Billed as a “kit-of-parts” concept for creating small-scale structures, the Company’s modular cabins are delivered in a flat pack that can be delivered to location or flown into a remote area. Even more exciting, the house on display at IDS was constructed in just 72 hours. As the promotions explained, the concept cabin “presents a modernist interpretation of the notion of rustic wilderness living based on the spirit of Canadian outdoor culture.” You could almost call it a pop-up cabin, except for the fact that it is durable and long-lasting, unlike other structures with a more fleeting existence.
The Backcountry Hut Company was created to design, plan and build of small-scale outdoor structures. The company set out to demonstrate that custom architecture doesn’t have to be wildly expensive, co-founder Michael Leckie told the Toronto Star. This Great Lakes Cabin was designed by Leckie Studio and is the latest addition to the company’s offerings. The cabin is durable and premium quality, allowing it to stand up to the harshest weather conditions that are found in Canada’s more remote areas.
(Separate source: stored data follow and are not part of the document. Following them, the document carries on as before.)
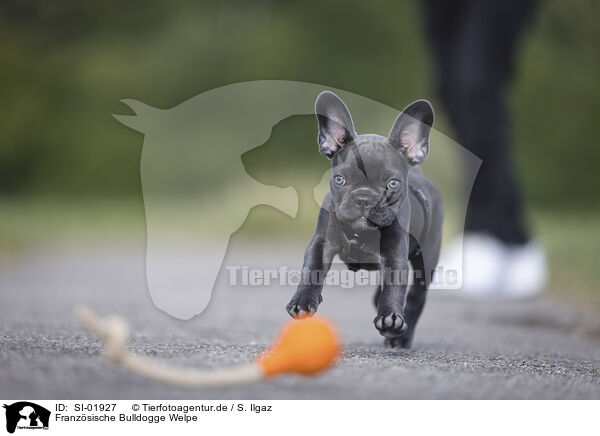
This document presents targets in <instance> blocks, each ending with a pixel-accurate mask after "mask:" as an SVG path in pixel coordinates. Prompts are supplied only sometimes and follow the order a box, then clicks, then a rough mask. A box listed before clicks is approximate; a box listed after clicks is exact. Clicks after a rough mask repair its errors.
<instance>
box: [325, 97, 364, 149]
mask: <svg viewBox="0 0 600 436" xmlns="http://www.w3.org/2000/svg"><path fill="white" fill-rule="evenodd" d="M315 114H316V115H317V121H318V123H319V136H318V139H317V141H318V143H319V153H321V154H322V155H323V156H327V158H329V159H331V158H332V157H333V155H334V154H335V153H336V152H337V151H338V150H339V149H340V148H342V147H344V146H345V145H346V144H349V143H350V142H352V140H353V139H354V137H355V136H356V132H355V131H354V123H353V122H352V117H351V116H350V112H349V111H348V108H347V107H346V105H345V104H344V102H343V101H342V100H341V99H340V98H339V97H338V96H337V95H335V94H334V93H333V92H329V91H325V92H322V93H321V94H319V96H318V97H317V101H316V102H315Z"/></svg>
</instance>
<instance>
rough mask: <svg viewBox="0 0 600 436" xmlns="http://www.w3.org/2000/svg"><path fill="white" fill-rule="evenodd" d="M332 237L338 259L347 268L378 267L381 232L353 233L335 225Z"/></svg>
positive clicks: (352, 268) (357, 268)
mask: <svg viewBox="0 0 600 436" xmlns="http://www.w3.org/2000/svg"><path fill="white" fill-rule="evenodd" d="M332 239H333V240H332V242H333V244H334V245H336V248H337V250H336V251H337V253H338V255H339V257H340V259H341V260H342V261H343V262H344V263H345V264H346V265H347V266H348V268H349V269H351V270H358V269H367V270H375V269H379V266H380V263H381V255H380V252H379V248H380V239H381V234H380V233H379V232H378V231H373V232H359V233H355V232H353V231H352V230H346V229H342V228H341V227H337V226H336V228H335V229H334V238H332Z"/></svg>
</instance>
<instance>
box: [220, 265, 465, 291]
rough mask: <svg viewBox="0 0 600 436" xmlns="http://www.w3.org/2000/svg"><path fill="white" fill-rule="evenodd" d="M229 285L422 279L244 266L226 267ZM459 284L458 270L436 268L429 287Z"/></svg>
mask: <svg viewBox="0 0 600 436" xmlns="http://www.w3.org/2000/svg"><path fill="white" fill-rule="evenodd" d="M227 271H228V277H229V279H228V280H229V286H297V285H298V284H299V283H300V281H301V279H303V280H302V281H303V283H308V284H314V285H318V284H324V285H327V286H340V287H342V288H344V289H350V288H353V287H354V286H377V285H379V284H381V283H382V282H384V283H389V284H392V285H412V284H413V283H414V282H415V281H417V280H425V278H424V277H423V276H422V274H421V272H420V271H413V270H391V269H389V270H384V271H383V272H382V271H378V270H374V271H368V270H359V271H352V270H348V269H331V270H329V271H327V272H325V271H315V270H312V271H310V270H300V269H297V268H289V267H287V266H281V267H279V268H251V267H248V266H243V265H228V266H227ZM458 283H459V275H458V271H456V270H454V269H444V267H443V266H438V267H437V268H436V270H435V272H434V274H433V278H432V281H431V286H432V287H436V288H438V289H444V288H453V287H456V285H457V284H458Z"/></svg>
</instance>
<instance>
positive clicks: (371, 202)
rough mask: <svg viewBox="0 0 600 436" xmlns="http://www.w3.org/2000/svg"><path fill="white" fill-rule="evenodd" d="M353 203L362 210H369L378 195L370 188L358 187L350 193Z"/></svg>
mask: <svg viewBox="0 0 600 436" xmlns="http://www.w3.org/2000/svg"><path fill="white" fill-rule="evenodd" d="M352 199H353V200H354V204H356V206H357V207H359V208H360V209H362V210H369V209H371V208H372V207H373V206H375V205H376V204H377V202H378V200H379V199H378V197H377V196H375V195H373V193H372V192H371V190H370V189H367V188H359V189H357V190H355V191H354V192H353V193H352Z"/></svg>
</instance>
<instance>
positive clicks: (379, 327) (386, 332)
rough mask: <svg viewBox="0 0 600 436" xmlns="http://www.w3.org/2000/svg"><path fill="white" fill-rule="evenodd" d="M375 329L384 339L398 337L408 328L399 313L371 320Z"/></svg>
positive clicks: (404, 321)
mask: <svg viewBox="0 0 600 436" xmlns="http://www.w3.org/2000/svg"><path fill="white" fill-rule="evenodd" d="M373 324H375V328H376V329H377V330H379V333H380V334H381V335H382V336H385V337H386V338H394V337H396V336H400V335H401V334H402V333H404V332H405V331H406V329H407V328H408V326H407V325H406V321H404V318H403V317H402V315H400V314H399V313H388V314H386V315H377V316H376V317H375V319H374V320H373Z"/></svg>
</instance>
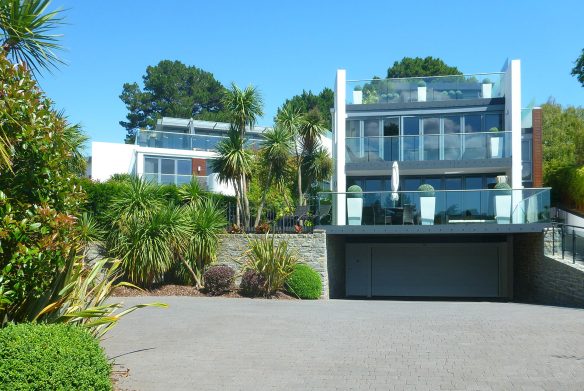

That said, it is also ideal for what the company calls “front country” locations that are less remote.
Customized to include a fireplace, wood storage, and a full galley kitchen, the overall feeling is cozy and comfortable, never cramped. As a side benefit, all that wood has a wonderful smell that permeates the space and makes it feel extra natural!
What is simply an opening in this model home would actually be a spectacular window for enjoying the views of wherever the cabin is sited. Of course, because the design is customizable, windows can be moved and glass doors added as desired.
The cabins– of which there are currently three different models — are all made from Douglas fir and recycled metal exterior panels. The base model is just 206 square feet with a studio loft that sleeps two to four people and has an exterior covered entrance. The smallest one starts at $150 per square foot. From that base, everything is customized, including the final size. The Great Lakes Cabin, along with the Alpine Hut and Surf Hut, are made in Courtenay, British Columbia.
The efficient little structure is design to have a minimal environmental impact no matter where it is sited. It encompasses 670 well-designed square feet that make use of every square inch and features a lofted sleeping area, a bathroom with a shower, and a covered exterior deck. The installation at IDS included a landscape design installation by Flattery Design.
The small structure has a surprisingly roomy bathroom, with a real shower, toilet and washbasin — everything you need for a weekend getaway. Outside the bath, there is also a small area for hanging clothes or towels changing clothes. It’s also next to the back door, which means it’s an ideal spot for sitting down to remove dirty or snow-covered boots and outdoor clothing.
A well-equipped galley kitchen has all the basics, from a sink and induction cooktop to a coffee maker and a surprising amount of countertop workspace. Open shelving and closed cabinetry provide a good deal of storage. Walking around the cabin, it is striking how remarkably spacious it actually feels.
The main structural system is built with sustainably harvested engineered timber for the frame. The entire house is fitted with prefabricated insulated panels on the walls, roof and floor. Moreover, the whole system can be customized to meet Net Zero and Passive House standards. For the ultimate in sustainability, all the parts of the cabin are recyclable.
Outside, the landscape design includes some wood decking for a dry spot where a firepit and seating can be installed. Despite the fact that the house was installed in a convention center, the landscaping around the building gives it a really rustic feeling.
This view provides a good look at the windows and the metal cladding that covers the exterior of the building. In the back, the doorway is inset into the corner so that part of the upper sleeping loft acts as a cover, shielding it from rain or snow.